To add to that difficulty – I was new to the company. To add even more problems, the engineers we had onboard were all new to the company. If that wasn’t enough to sink the project – the engineers, the network guy, and I myself all had mostly Linux and Unix experience; we were working on a Windows web application. None of us knew much about IIS (*but I did hear a lot of “If this was Tomcat…”).
I won’t dive into the embarrassing things that were done to that server, just that it was clear we had a huge knowledge gap on our team. Probably the worst I have ever seen. At least no one asked, “What’s a load balancer?” or “What does inheritance mean?”
With a tight timeline, and knowing we had engineers coming onboard who were inexperienced, we managed to get them on a few days early and had them work with someone who could help give them some skills. I think any IIS (or Apache) server expert would tell you a few days isn’t enough.

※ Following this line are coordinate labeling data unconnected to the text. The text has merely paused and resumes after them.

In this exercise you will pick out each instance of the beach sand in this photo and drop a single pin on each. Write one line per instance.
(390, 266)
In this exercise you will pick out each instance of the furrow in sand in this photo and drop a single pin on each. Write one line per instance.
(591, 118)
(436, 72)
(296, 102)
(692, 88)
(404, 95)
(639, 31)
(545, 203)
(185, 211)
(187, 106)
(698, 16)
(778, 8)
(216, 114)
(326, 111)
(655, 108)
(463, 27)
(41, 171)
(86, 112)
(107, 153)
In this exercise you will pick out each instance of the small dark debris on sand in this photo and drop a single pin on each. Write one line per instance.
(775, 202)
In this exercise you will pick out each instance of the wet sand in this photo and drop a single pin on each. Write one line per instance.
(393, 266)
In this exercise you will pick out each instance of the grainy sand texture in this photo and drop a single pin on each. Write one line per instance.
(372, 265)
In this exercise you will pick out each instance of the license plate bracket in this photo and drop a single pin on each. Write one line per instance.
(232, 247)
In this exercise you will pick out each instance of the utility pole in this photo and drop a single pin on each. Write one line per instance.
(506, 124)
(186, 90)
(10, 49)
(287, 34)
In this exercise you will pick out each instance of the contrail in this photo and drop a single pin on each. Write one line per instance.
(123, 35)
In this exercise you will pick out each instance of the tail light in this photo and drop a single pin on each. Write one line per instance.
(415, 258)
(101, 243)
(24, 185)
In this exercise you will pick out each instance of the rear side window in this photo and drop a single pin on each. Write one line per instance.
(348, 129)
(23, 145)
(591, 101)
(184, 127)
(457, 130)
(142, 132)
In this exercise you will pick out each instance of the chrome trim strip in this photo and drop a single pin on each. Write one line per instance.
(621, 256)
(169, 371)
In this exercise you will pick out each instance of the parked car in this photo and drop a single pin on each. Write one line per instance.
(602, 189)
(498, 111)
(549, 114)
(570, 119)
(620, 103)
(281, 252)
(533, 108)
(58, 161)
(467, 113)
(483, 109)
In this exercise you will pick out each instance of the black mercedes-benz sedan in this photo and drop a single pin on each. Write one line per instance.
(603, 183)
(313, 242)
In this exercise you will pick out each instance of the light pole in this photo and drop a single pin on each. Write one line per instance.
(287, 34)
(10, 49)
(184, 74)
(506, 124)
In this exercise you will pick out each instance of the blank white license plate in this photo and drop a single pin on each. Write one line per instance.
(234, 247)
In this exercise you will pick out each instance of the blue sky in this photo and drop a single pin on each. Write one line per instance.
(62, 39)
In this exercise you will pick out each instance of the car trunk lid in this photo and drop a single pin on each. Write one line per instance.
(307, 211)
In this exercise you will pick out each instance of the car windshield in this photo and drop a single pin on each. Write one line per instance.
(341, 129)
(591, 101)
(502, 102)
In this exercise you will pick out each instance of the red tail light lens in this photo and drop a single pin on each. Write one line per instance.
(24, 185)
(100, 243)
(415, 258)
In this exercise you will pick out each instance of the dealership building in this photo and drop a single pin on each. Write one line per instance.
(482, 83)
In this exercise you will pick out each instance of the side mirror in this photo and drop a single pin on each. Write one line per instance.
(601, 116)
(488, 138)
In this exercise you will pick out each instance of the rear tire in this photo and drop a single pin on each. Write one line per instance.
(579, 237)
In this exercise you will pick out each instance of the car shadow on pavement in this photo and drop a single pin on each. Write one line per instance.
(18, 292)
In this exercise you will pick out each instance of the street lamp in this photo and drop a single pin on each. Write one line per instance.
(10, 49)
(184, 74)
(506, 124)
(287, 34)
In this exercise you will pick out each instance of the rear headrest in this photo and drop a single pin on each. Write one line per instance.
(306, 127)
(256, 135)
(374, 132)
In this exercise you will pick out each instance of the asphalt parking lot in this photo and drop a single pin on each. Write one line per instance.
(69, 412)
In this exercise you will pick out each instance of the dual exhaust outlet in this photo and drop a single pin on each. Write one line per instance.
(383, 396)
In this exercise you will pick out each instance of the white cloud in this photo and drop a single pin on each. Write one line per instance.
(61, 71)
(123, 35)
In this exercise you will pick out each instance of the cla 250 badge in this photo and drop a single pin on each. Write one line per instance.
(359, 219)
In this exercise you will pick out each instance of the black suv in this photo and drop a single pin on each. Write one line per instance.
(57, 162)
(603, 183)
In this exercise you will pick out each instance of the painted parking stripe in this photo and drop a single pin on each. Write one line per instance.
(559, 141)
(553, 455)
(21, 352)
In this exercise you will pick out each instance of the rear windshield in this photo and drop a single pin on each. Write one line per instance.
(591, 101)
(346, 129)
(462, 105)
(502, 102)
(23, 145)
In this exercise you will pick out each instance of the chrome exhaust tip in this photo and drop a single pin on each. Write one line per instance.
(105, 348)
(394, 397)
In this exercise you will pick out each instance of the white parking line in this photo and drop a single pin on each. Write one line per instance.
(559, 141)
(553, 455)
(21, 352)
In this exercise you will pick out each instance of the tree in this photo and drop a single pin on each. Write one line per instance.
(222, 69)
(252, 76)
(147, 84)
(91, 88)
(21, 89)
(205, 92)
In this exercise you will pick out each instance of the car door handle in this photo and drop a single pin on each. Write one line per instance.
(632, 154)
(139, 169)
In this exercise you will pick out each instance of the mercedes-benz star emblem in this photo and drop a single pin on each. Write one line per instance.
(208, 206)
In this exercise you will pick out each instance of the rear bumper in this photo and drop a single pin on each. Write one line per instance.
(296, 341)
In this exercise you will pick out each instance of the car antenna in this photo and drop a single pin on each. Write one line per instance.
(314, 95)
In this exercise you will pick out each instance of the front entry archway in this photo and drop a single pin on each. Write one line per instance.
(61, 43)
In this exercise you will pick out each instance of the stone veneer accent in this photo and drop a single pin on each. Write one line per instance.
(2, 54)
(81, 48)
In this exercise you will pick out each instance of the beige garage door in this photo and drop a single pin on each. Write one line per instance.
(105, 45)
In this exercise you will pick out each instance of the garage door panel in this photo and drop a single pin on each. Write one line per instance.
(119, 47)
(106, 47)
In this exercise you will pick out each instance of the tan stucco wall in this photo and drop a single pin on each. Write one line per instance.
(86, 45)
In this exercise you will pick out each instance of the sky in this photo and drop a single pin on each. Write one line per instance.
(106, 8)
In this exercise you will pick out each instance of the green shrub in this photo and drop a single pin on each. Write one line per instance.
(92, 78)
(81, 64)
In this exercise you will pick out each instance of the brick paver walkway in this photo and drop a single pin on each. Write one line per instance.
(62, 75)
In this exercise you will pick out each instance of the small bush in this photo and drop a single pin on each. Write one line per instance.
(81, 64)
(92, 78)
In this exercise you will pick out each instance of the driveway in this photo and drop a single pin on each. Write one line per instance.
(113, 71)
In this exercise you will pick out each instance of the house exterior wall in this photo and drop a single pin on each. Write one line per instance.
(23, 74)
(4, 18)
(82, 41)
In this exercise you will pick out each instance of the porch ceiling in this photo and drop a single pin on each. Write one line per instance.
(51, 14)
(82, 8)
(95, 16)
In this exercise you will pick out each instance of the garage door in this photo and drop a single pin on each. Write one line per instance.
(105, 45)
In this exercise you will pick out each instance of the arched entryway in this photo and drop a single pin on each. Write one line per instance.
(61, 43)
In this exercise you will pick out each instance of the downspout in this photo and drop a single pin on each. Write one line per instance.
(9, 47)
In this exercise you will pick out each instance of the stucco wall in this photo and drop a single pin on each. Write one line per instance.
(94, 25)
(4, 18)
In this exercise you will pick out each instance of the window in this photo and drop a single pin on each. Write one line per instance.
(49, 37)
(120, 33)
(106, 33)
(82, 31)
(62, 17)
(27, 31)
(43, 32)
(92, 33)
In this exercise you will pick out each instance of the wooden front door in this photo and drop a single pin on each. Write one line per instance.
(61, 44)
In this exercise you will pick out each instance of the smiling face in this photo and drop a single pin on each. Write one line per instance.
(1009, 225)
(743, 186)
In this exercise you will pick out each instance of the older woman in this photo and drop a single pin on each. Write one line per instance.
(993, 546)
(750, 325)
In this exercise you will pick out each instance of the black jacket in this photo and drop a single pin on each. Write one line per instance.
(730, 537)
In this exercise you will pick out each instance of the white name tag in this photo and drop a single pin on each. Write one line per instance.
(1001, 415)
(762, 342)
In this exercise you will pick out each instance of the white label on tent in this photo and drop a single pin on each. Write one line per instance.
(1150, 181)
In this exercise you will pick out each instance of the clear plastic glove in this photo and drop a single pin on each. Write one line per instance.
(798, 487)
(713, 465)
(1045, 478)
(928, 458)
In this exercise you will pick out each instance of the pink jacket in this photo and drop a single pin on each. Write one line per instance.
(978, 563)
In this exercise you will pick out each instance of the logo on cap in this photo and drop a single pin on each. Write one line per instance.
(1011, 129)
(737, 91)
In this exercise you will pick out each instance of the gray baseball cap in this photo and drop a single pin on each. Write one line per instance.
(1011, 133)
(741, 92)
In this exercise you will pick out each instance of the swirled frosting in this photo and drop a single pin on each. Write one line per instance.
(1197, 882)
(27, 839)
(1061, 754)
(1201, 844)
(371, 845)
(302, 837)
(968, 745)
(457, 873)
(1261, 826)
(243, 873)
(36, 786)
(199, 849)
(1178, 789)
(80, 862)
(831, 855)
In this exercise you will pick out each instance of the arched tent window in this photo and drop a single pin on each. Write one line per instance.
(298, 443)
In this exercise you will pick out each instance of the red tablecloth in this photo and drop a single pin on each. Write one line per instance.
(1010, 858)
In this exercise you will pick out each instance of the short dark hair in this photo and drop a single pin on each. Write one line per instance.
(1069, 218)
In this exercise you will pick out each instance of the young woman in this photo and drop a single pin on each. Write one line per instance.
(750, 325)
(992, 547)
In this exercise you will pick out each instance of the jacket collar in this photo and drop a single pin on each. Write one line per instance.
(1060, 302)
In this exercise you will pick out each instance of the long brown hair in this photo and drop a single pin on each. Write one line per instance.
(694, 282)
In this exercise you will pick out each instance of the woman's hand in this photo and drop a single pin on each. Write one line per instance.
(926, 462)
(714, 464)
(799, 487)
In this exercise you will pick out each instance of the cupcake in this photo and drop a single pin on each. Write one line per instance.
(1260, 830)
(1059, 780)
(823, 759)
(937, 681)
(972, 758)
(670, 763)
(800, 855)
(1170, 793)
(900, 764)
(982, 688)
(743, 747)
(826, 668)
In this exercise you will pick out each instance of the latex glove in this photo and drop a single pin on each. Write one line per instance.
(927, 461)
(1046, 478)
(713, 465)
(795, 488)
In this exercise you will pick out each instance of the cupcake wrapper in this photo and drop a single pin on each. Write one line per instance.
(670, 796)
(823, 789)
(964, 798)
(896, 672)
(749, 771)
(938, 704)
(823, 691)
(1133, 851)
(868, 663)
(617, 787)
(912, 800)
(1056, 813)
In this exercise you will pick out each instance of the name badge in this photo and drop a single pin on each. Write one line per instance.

For the most part, things went smoother than I expected at first. A smoother than expected start is almost always bad news. 5+ hours in an emergency phone call stumbling around trying to fix issues to meet our deadline type of bad news (because that is exactly what happened).
What do you do?
Obviously, avoid tight deadlines as much as you can. That isn’t very practical advice, you will almost always encounter those. Hopefully, not everyone on your project is as inexperienced with your tight deadlines like the project I discussed above.
- Balance out your teams as much as you can
- A mix of skilled long-time employees and newer unskilled staff
- Prepare as much as you can in advance
- You may need to get some training for the untrained staff
- You may need some additional time to work out some kinks in the process
- Also – don’t procrastinate, you may need all the time you have (and possibly more)
- Try to prepare a list of experts you or your staff can consult
- Even experienced team members encounter questions and new things – having some resources to help them can make the process smoother
- Accept it, don’t let it stress you out
- You can’t change or control everything. You have what you have sometimes so deal with it.
An additional tip, at some point you should hold a retrospective or lessons learned and evaluate how well your training decisions worked. It won’t help with the current project, but it may help with new and upcoming projects.
The project I discussed above was only about a week late. I was fairly impressed by that, especially since no one working on it when it was completed was involved in the timeline discussion and we had a huge experience gap with the company and the web server environment.